Трубецкой взглянул на нее. Профиль ее был так же прилежно склонен над вышиванием, но оттянутая серьгой мочка маленького уха покраснела.

Трубецкой прочел еще страницу, другую, третью, потом, отложив рукопись, продолжал думать вслух:.

- Но какой же образ правления более всего приличен русскому народу? Даже в самом просвещенном деспотизме кроется величайшая опасность. Еще Дидро указывал Екатерине, что под продолжительным влиянием un despotisme juste et eclaire* "народ погружается в сон, хотя и сладкий, но смертельный для его умственного развития". Я полагаю, что лишь федеративное, или союзное правление могло бы удовлетворить всем условиям и согласило бы величие русского народа с гражданской свободой. И стоящий во главе Российской державы государь непременно должен согласовать свою деятельность с законодательным собранием избранных от лучшей части русского общества достойнейших его представителей...

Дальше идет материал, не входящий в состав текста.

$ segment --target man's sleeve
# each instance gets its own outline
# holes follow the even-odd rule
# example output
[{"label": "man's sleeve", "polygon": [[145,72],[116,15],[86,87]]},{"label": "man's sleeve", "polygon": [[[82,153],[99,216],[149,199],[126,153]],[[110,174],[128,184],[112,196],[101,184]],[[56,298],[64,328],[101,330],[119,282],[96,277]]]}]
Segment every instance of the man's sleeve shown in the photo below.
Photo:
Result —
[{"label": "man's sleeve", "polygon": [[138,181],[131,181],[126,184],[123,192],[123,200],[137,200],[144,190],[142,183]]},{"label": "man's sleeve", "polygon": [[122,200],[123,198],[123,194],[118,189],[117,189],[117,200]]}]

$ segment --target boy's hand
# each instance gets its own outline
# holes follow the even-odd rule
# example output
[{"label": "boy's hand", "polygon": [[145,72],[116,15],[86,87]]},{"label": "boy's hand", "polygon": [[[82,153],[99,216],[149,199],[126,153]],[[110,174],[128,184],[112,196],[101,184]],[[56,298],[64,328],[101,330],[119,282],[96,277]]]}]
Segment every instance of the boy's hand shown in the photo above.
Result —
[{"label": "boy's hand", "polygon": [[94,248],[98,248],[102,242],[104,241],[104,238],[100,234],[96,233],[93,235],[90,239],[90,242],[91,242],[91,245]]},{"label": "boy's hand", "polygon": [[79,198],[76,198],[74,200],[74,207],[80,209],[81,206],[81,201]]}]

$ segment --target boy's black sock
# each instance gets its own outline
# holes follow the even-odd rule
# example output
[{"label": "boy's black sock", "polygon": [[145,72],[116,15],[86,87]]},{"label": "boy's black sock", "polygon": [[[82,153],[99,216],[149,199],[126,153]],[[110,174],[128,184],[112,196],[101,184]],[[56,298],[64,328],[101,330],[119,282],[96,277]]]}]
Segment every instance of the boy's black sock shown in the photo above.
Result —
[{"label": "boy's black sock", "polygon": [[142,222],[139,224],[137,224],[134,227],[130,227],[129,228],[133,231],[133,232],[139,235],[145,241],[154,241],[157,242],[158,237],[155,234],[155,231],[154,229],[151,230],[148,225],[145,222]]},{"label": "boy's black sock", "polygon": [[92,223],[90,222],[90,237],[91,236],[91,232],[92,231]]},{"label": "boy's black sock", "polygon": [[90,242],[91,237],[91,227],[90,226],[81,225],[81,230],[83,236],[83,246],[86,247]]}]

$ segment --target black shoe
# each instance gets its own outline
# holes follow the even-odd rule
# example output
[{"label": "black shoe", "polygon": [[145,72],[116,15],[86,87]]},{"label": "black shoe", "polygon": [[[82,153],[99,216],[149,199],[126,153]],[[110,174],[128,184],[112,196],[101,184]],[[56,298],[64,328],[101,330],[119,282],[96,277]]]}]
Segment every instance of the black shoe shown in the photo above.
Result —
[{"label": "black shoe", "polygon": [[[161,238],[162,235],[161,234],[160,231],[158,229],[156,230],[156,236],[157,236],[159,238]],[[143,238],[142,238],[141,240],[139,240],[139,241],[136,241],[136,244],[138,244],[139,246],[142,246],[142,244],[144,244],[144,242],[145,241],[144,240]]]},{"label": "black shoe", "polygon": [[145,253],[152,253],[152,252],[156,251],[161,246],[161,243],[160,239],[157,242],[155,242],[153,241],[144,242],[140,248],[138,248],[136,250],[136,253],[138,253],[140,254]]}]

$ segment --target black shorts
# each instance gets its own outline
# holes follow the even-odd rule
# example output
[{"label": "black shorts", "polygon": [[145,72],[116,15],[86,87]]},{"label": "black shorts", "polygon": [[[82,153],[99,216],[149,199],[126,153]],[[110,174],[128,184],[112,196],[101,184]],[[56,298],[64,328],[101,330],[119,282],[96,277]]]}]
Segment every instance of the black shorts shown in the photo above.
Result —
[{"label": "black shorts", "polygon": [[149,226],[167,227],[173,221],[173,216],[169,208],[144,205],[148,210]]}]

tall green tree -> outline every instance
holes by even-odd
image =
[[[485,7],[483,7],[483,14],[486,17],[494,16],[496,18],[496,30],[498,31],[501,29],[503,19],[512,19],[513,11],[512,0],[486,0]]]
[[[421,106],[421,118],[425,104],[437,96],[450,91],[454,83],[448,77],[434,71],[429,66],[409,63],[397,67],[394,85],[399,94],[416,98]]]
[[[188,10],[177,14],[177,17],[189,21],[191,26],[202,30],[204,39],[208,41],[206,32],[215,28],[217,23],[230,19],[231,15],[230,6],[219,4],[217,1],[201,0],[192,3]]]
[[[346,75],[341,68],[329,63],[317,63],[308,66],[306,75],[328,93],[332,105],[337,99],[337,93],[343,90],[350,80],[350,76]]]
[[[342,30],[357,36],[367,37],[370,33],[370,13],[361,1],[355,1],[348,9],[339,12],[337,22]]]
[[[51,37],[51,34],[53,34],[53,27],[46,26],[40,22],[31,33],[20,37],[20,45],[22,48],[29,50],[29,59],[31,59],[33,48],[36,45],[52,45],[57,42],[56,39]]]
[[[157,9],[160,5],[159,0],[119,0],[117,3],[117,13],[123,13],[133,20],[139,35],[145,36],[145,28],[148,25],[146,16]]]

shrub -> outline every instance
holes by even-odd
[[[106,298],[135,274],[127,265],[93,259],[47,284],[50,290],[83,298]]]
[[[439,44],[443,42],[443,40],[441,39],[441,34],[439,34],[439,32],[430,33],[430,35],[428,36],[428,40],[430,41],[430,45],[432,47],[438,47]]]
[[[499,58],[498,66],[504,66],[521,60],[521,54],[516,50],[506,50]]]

* (Деспотизма справедливого и просвещенного (франц.). )

Воткнув иголку в голубой атлас, Катерина Ивановна, затаив дыхание, слушала мужа. А он как будто бы вовсе забыл о ее присутствии и уже снова принялся за рукопись, внося в нее только что возникшие мысли. Один листок исписывался за другим. Их набралась целая стопка, когда за дверью послышалось осторожное покашливание и почтительный вопрос:

- Позвольте доложить, ваше сиятельство?

Трубецкой быстро вложил "проект" в папку и запер в письменном столе на ключ.

- Князь и княгиня Волконские, Артамон Захарович Муравьев с супругой и подполковник Муравьев-Апостол,- доложил старый, с седыми баками лакей, как только Трубецкой разрешил ему войти.

Катерина Ивановна очень обрадовалась этим гостям. К Марье Николаевне Волконской она питала глубокую симпатию еще с тех пор, когда Маша Раевская была окружена романтическим ореолом любви поэта-изгнанника Пушкина, сочинениями которого, Катерина Ивановна восторгалась больше, чем Байроном, Мольером и Расином.

А присутствуя на свадьбе Волконских, Катерина Ивановна была так растрогана заплаканными глазами неве-сты, что почувствовала к ней необычайную нежность. И с самого того вечера между обеими женщинами возникла горячая и крепкая дружба. С Верой Алексеевной Муравьевой и с ее мужем отношения были тоже приятельские, а Сергея Муравьева-Апостола Трубецкой уважал больше всех своих киевских единомышленников.

Накинув на плечи легкую кружевную косынку, Катерина Ивановна поспешила к гостям. Они привезли много новостей.

Только что возвратившаяся из Москвы Вера Алексеевна рассказывала, кто из знакомых на ком женился, у кого кто родился, какие самые последние модные туалеты выставлены на Кузнецком мосту... И среди этого вздора, между прочим, сообщила, что следом за нею в Киев скачет известный сочинитель Грибоедов, который задержался на одной из подкиевских почтовых станций из-за поломки рессоры в коляске.

Сергей Муравьев-Апостол, до сих пор рассеянно слушавший болтовню Веры Алексеевны, при упоминании о Грибоедове многозначительно переглянулся с Трубецким и Волконским.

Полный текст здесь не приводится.